# Zeus RTA - single coil spare O-rings + seal



## jrvanrooy22 (20/7/21)

Hi all

Anyone know of a place or someone that could make silicone seals for my Zeus RTA single coil tank ?

Or if somebody has a "broken" single coil Zeus with spare bag to sell for R50-R100 ?


----------



## Munro31 (20/7/21)

jrvanrooy22 said:


> Hi all
> 
> Anyone know of a place or someone that could make silicone seals for my Zeus RTA single coil tank ?
> 
> Or if somebody has a "broken" single coil Zeus with spare bag to sell for R50-R100 ?


Go to a hardware store with your tank and fit a o-ring, you can buy a bag full for R50

Reactions: Winner 1


----------



## Viper_SA (20/7/21)

Munro31 said:


> Go to a hardware store with your tank and fit a o-ring, you can buy a bag full for R50



Unless you need the topcap seal. Then you're screwed. Doesn't even have one in the bag of spares. You should be able to get the flat o-rings as well. My flat ones holding the glass in place has taken their fair share of beating and are no longer a 100% snug fit but still does the job perfectly.


----------



## jrvanrooy22 (22/7/21)

Viper_SA said:


> Unless you need the topcap seal. Then you're screwed. Doesn't even have one in the bag of spares. You should be able to get the flat o-rings as well. My flat ones holding the glass in place has taken their fair share of beating and are no longer a 100% snug fit but still does the job perfectly.

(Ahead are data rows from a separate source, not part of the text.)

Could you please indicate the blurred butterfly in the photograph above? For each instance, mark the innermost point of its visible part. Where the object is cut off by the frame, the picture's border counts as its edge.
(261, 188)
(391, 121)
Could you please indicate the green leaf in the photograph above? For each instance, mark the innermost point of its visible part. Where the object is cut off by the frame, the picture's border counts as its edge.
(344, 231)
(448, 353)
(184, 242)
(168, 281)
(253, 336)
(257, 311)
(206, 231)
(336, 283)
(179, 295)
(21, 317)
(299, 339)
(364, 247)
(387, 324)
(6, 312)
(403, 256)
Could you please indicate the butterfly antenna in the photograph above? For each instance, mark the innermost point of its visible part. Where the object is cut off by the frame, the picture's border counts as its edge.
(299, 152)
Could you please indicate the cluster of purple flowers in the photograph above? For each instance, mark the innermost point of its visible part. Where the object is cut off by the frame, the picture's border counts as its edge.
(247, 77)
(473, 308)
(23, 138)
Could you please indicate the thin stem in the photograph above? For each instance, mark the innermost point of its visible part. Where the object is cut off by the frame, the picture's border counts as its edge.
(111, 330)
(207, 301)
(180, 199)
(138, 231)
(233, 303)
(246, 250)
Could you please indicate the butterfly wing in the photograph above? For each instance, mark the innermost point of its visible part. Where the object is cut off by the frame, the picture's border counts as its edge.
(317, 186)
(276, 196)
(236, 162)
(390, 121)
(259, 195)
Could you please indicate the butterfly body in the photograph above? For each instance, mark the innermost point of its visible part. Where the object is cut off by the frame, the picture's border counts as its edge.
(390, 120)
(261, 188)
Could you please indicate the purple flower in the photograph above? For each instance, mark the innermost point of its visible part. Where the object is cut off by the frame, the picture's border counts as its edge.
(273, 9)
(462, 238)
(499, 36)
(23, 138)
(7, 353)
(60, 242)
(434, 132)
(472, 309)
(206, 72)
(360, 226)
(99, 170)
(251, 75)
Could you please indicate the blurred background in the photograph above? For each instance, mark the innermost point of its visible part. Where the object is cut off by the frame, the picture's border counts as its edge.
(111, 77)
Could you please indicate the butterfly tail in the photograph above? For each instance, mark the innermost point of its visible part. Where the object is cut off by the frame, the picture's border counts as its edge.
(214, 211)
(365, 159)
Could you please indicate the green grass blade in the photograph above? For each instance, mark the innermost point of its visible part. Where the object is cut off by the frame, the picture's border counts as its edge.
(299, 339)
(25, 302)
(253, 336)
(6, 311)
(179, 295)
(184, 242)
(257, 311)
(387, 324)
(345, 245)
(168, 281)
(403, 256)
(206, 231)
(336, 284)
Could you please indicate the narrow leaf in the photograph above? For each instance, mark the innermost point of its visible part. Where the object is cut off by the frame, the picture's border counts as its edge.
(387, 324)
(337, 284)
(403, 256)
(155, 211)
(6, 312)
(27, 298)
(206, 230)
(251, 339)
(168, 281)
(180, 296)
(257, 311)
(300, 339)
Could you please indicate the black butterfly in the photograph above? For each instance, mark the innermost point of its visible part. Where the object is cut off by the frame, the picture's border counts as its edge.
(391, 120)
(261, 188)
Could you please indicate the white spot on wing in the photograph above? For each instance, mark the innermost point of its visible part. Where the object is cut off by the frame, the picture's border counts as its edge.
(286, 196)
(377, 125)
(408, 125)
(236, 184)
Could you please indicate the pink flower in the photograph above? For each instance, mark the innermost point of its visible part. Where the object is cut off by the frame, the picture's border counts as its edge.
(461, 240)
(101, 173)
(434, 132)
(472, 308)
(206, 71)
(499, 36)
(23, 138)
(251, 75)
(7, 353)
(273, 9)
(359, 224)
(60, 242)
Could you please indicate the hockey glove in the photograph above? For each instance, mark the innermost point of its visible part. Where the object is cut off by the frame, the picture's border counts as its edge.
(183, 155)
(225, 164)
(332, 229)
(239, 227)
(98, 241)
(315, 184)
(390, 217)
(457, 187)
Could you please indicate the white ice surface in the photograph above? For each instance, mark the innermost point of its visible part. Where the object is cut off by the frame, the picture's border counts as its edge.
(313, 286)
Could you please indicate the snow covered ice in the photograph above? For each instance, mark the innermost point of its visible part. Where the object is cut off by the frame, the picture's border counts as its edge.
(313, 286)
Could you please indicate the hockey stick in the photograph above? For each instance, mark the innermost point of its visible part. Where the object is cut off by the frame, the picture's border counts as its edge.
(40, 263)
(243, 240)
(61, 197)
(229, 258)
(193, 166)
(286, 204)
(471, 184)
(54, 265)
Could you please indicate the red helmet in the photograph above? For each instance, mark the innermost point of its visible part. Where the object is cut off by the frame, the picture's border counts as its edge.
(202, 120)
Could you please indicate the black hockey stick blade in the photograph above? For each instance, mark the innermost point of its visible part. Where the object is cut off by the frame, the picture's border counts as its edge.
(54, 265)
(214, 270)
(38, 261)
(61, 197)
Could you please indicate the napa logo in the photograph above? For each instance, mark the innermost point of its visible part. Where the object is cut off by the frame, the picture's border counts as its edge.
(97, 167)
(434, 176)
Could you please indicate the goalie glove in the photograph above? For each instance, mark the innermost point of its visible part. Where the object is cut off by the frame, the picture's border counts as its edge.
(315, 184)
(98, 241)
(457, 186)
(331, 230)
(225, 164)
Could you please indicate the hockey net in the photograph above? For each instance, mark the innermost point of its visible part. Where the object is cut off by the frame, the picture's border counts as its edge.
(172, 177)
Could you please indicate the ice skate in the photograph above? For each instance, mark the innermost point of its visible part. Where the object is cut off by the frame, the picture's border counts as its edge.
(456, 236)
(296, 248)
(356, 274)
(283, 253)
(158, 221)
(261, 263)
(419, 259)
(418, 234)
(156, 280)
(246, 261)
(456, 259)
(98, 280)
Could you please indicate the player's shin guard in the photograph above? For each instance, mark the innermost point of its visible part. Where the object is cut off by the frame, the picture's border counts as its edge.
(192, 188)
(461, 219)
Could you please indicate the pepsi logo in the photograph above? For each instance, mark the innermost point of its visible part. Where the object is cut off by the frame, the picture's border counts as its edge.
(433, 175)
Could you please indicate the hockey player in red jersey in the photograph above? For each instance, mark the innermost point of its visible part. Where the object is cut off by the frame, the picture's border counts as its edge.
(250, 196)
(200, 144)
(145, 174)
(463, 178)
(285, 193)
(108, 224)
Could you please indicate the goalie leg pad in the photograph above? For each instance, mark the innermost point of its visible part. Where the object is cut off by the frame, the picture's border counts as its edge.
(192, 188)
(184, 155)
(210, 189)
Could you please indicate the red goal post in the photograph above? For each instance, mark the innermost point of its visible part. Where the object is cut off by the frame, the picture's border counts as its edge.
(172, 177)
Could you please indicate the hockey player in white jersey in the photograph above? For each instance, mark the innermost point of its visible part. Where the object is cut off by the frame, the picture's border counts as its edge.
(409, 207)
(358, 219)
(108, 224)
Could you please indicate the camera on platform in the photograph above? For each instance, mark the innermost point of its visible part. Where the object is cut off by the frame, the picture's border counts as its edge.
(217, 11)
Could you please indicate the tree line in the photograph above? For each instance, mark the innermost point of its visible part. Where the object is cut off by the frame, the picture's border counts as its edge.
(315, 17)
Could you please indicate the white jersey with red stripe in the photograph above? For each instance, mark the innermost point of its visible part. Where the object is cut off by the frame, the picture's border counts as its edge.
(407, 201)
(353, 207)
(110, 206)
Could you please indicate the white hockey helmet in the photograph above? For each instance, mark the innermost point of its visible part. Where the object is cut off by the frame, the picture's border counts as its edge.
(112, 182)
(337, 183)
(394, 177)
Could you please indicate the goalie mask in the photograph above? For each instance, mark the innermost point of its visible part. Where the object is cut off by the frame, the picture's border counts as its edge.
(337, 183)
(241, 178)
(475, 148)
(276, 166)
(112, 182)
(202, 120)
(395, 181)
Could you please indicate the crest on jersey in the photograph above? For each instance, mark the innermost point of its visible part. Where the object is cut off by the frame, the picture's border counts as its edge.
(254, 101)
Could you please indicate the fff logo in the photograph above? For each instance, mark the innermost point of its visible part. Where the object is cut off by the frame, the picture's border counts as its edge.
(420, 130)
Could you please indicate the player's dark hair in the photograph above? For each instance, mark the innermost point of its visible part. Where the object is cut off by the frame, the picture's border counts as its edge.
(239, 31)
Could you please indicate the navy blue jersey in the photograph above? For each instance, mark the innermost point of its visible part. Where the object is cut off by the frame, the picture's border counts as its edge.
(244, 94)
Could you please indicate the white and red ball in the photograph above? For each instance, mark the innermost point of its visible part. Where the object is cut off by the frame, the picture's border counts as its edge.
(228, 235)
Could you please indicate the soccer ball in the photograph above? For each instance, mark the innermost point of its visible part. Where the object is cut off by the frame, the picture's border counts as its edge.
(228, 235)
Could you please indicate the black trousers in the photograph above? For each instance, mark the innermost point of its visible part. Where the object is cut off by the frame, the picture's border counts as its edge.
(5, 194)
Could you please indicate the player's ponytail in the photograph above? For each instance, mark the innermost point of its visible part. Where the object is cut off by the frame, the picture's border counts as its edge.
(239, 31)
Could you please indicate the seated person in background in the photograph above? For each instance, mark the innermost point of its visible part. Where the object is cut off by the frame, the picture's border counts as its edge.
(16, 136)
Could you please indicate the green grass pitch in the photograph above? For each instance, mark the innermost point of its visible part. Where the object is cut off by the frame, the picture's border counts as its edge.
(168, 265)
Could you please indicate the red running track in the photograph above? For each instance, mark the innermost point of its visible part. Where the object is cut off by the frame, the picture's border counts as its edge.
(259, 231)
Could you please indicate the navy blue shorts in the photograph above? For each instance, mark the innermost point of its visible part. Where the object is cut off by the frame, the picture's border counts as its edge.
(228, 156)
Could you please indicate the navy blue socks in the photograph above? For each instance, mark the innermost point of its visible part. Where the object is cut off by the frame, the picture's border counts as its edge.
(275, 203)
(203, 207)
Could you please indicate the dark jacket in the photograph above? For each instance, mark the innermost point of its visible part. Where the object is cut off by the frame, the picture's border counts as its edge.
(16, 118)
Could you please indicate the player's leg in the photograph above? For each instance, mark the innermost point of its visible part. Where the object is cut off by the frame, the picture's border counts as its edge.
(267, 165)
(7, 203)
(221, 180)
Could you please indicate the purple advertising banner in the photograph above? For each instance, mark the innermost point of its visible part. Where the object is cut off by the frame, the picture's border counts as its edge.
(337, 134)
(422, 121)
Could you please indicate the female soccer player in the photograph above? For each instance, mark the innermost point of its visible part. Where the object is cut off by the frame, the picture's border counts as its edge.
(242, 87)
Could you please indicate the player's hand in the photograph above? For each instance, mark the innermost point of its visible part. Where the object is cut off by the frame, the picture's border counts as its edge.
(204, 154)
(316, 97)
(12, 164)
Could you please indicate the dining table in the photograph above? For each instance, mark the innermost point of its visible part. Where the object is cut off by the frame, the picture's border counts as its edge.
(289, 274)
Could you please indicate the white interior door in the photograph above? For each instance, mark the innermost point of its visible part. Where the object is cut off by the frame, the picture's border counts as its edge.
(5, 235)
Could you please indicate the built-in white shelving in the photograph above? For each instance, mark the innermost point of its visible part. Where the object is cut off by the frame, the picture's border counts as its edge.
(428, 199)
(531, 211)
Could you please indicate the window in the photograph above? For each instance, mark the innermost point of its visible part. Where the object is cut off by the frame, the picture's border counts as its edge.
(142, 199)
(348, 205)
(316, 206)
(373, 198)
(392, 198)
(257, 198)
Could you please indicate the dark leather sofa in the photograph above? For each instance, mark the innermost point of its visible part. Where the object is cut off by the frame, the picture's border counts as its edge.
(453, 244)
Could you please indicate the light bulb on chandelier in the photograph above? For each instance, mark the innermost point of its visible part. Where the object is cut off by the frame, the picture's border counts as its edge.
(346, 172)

Thanks, iv got plenty O-Rings, mainly wanted spare top cap seal and 2 x seals for the glass as its not round, its sort of squared/rectangular...was thinking of making my own top cap seal and squared/rectangular rings for the glass by using food grade silicone..its about 100bucks at builders warehouse, just need to find the time and patience to make it


----------